1. A method of digital camera operation, comprising the steps of:
(a) applying lens motor operation detection in a digital camera;
(b) when said detection indicates lens motor operation, maintaining an audio bandpass filter operation as active; and
(c) when said detection indicates no lens motor operation, maintaining said audio bandpass filter operation as inactive.
2. The method of
3. The method of
4. The method of
5. A digital camera with audio/visual capabilities, comprising:
(a) a lens system including a lens motor;
(b) an audio input; and
(c) a processor coupled to said lens system and said audio input, said processor controlling operation of said lens motor, said processor operable to;
(i) when said lens motor is operating, maintaining an audio bandpass filter operation as active; and
(c) when said lens motor is not operating, maintaining said bandpass filter operation as inactive.
This application claims priority from provisional application No. 60/944,158, filed Jun. 15, 2007, which is herein incorporated by reference.
The present invention relates to digital signal processing of audio and speech, and more particularly to architectures and methods for digital camera front-ends.

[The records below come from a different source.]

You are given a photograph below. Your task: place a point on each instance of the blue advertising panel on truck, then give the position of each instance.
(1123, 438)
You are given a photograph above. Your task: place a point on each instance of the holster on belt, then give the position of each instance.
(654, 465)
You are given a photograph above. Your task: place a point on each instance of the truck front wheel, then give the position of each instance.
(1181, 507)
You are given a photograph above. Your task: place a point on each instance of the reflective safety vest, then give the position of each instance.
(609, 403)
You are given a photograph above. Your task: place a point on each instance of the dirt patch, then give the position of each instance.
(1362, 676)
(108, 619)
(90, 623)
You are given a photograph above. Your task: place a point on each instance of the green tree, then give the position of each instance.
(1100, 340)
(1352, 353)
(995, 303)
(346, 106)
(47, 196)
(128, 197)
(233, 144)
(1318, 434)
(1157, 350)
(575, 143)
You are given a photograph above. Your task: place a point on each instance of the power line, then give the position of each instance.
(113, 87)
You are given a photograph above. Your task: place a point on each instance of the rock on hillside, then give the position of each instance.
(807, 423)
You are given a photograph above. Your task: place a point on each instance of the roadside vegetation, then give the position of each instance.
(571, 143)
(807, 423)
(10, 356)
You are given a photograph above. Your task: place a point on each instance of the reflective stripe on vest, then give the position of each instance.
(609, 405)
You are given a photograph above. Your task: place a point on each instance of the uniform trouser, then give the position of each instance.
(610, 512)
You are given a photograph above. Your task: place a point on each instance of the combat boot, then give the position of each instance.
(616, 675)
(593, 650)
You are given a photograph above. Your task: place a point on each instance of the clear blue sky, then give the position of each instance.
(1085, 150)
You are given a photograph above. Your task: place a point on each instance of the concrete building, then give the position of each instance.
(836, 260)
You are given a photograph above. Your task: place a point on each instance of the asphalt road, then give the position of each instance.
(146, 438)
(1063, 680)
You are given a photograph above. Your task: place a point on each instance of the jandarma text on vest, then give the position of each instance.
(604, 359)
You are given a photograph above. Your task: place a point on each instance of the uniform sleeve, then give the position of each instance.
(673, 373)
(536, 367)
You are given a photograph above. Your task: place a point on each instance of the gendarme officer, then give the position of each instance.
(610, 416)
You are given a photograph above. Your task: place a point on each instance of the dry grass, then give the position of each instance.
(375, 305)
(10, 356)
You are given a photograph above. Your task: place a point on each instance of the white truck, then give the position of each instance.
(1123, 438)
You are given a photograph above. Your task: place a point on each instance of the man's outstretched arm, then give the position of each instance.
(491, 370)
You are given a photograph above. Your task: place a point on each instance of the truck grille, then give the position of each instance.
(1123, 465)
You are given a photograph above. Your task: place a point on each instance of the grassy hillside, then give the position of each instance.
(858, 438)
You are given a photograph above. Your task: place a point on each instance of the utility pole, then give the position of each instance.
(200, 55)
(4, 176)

Imaging and audio/visual capabilities have become the trend in consumer electronics. Digital cameras, digital camcorders, and camera cellphones are common, and many other new gadgets are evolving in the market. Advances in large resolution CCD/CMOS sensors coupled with the availability of low-power digital signal processors (DSPs) has led to the development of digital cameras with both high resolution image and short audio/visual clip capabilities. The high resolution (e.g., sensor with a 2560×1920 pixel array) provides quality offered by traditional film cameras.
Typical digital cameras provide a capture mode with full resolution image or audio/visual clip processing plus compression and storage, a preview mode with lower resolution processing for immediate display, and a playback mode for displaying stored images or audio/visual clips.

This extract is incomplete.